Here, Nietzsche, originally educated as a classicist, discusses the history of the Greek tragedy, and introduces an intellectual dichotomy between the Dionysian and the Apollonian (very loosely, wild emotion vs calm reason):

From the Walter Kaufman translation:

The joyous necessity of the dream experience has been embodied by the Greeks in their Apollo: Apollo, the god of all plastic energies, is at the same time the soothsaying god, He, who (as the etymology of the name indicates) is the "shining one," the deity of light, is also ruler over the beautiful illusion of the inner world of fantasy. [...] But we must also include in our image of Apollo that delicate boundary which the dream image must not overstep lest it have a pathological effect [...] We must keep in mind the measured restraint, the freedom from the wilder emotions, that calm of the sculptor god. His eye must be "sunlike," as befits his origin; even when it is angry and distempered it is still hallowed by beautiful illusion [...]

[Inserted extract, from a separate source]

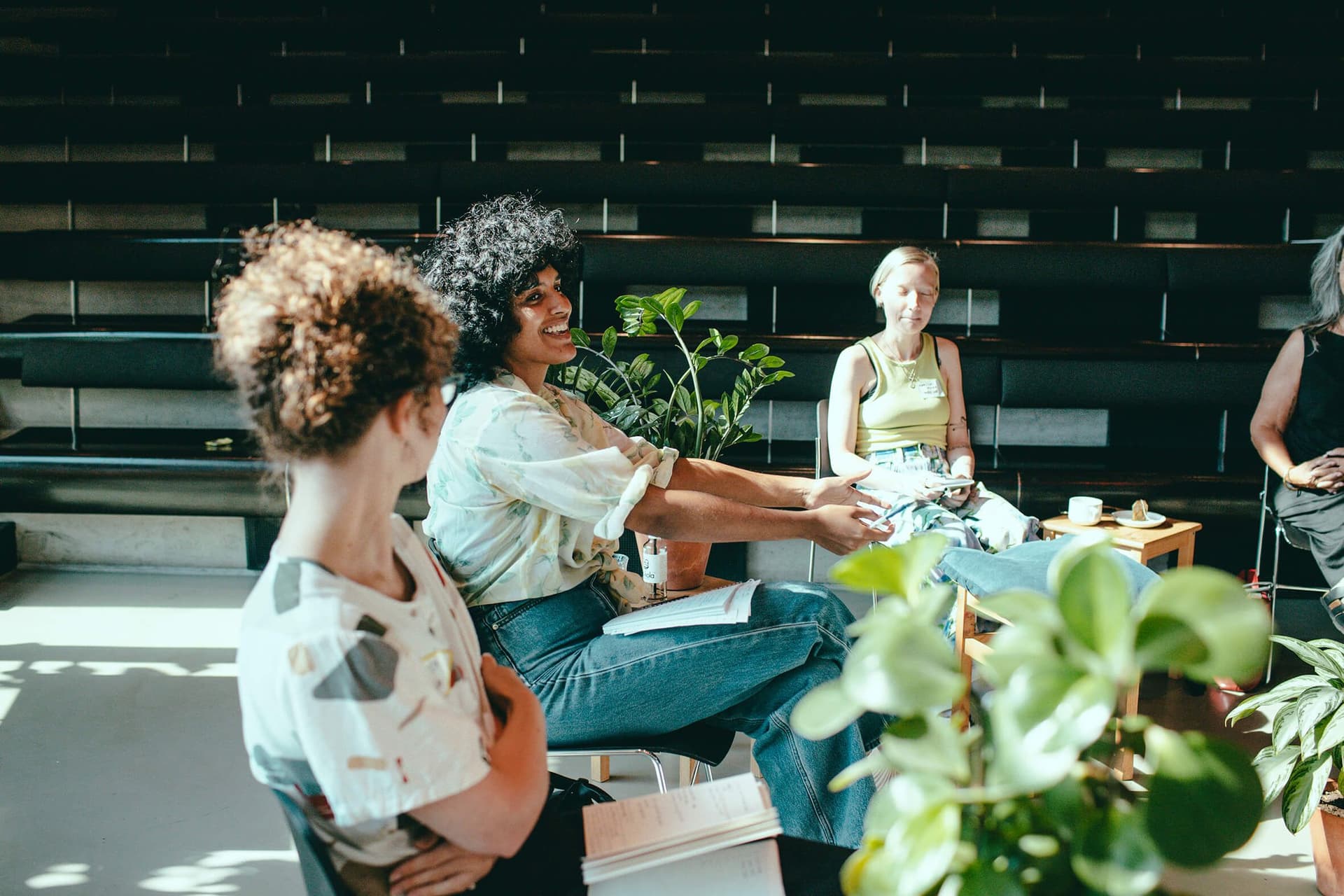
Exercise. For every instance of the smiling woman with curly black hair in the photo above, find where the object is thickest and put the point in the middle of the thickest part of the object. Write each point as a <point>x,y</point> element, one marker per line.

                                       
[...] Schopenhauer has depicted for us the tremendous terror which seizes man when he is suddenly dumbfounded by the cognitive form of phenomena because the principle of sufficient reason, in some one of its manifestations, seems to suffer an exception. If we add to this terror the blissful ecstasy that wells from the innermost depths of man, indeed of nature, at this collapse of the principium individuationis, we steal a glimpse into the nature of the Dionysian, which is brought home to us most intimately by the analogy of intoxication.
              
Even under the influence of the narcotic draught, of which songs of all primitive men and peoples speak, or with the potent coming of spring that penetrates all nature with joy, these Dionysian emotions awake, and as they grow in intensity everything subjective vanishes into complete self-forgetfulness. In the German Middle Ages, too, singing and dancing crowds, ever increasing in number, whirled themselves from place to place under this same Dionysian impulse. [...] There are some who, from obtuseness or lack of experience, turn away from such phenomena as from "folk-diseases," with contempt of pity born of consciousness of their own "healthy-mindedness." But of course such poor retches have no idea how corpselike and ghostly their so-called "healthy-mindedness" looks when the glowing life of the Dionysian revelers roars past them.